Tendo, por ocorrer prescrição, os 7º a 14º Réus sido absolvidos dos pedidos e os restantes Réus sido absolvidos, em parte, do pedido indemnizatório, sustentam os Apelantes que, em sede de réplica, responderam à exceção e invocaram argumentos que o tribunal a quo nem sequer abordou.

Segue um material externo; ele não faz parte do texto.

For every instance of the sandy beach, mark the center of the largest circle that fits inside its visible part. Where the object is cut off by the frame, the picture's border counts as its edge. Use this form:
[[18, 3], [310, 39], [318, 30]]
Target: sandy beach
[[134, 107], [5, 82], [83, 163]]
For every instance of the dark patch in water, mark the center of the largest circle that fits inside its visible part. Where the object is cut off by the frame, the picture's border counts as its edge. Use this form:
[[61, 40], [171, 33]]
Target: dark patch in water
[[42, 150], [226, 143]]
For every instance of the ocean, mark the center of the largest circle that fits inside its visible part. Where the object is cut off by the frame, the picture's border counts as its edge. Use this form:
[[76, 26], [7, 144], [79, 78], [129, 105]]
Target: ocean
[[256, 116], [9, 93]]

Afirmam que não se verifica prescrição, primeiro, porque os danos alegados são provenientes de factos criminosos, pelo que a prescrição não é contada por via da norma do nº1, do art.º 498.º, e, depois, como os factos criminosos são punidos com penas que podem ir até aos 8 anos de prisão, nos termos conjugados dos artigos 279.º e 280.º do Código Penal em vigor à data dos factos, os prazos de prescrição vão até 10 (ou 15) anos, conforme art.º 118.º do Código Penal. Sustentam que “se estas regras são aplicadas até nos “singelos” acidentes onde apenas há ofensas à integridade física simples como é que não são aplicadas num caso grave de poluição de águas seja as privadas dos autores sejam as públicas do curso de água para onde corriam os efluentes a céu aberto? Para além do facto de se estarem a verificar danos em períodos sucessivos e continuados, sempre se verificaram que havia danos não prescritos nos 3 anos anteriores à propositura da ação, bem como se vão verificando danos não previstos a cada instante que passa. Isto se se adotasse a tese dos RR, o que não se aceita nem admite”.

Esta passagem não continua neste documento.